Só assim não escuto os rosnados de Satã às portas do meu juízo, nem o pio da coruja enquanto riscava minha janela.

O que quer que fossem aqueles versos, o que quer que fosse o conhecimento pagão cravado por loucos nas paredes daquela caverna, hoje entendo que eram páginas do livro de Deus, arrancadas pelos suanam sabe-se lá como, sabe-se lá o porquê.

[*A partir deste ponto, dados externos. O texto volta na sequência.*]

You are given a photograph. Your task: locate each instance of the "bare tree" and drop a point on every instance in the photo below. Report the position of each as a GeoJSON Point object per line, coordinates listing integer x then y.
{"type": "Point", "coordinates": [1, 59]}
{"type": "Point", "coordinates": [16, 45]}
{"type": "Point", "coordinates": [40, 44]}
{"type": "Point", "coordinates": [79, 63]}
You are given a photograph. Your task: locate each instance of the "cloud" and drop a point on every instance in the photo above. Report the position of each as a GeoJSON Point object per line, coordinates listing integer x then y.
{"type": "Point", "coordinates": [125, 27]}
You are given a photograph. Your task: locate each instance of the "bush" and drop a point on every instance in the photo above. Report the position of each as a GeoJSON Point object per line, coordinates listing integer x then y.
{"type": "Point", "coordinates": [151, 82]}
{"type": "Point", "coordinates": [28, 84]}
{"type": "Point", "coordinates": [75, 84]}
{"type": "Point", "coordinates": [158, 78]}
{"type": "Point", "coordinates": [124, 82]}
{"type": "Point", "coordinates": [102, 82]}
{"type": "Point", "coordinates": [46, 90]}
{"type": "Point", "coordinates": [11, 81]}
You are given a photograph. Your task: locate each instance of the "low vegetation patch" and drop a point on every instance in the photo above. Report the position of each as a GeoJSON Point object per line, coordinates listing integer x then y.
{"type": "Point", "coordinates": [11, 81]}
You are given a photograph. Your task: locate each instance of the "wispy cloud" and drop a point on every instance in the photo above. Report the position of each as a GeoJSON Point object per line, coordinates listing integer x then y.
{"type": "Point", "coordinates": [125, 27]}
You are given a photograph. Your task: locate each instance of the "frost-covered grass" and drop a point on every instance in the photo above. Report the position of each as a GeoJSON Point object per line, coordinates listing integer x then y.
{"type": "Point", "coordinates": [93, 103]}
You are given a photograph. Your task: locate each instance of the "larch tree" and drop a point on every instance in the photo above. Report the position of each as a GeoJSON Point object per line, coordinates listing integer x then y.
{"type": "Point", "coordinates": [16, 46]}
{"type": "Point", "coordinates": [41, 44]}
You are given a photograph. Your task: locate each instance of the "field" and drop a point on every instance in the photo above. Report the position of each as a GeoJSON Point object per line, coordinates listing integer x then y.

Não lembro o nome do meu filho, nem o da mulher que jurei amar por toda a vida. Diabos, sequer lembro do meu, mas nunca sumiram de mim as marcas daquela caverna, mesmo que tenha visto só de relance os segredos da natureza que apenas o Povo teve direito de conhecer.

Cada verso.

Cada versículo.

Cada pajelança.

E aquela voz sem palavras.

Suindara.

Hoje, me pergunto se há algo atrás de mim, me espiando no escuro, esperando tranquila e pacientemente, ou seria apenas minha mente raspando os limites do lógico, morrendo por um esforço que não consegue mais suportar?

Não acho que exista resposta, ou se faria alguma diferença se houvesse, tenho apenas uma única certeza, olhando para o brilho acolhedor da .45 na mesa, que deixo para o mundo apenas como um aviso:

Que nunca digam que os suanam não sabem guardar seus segredos.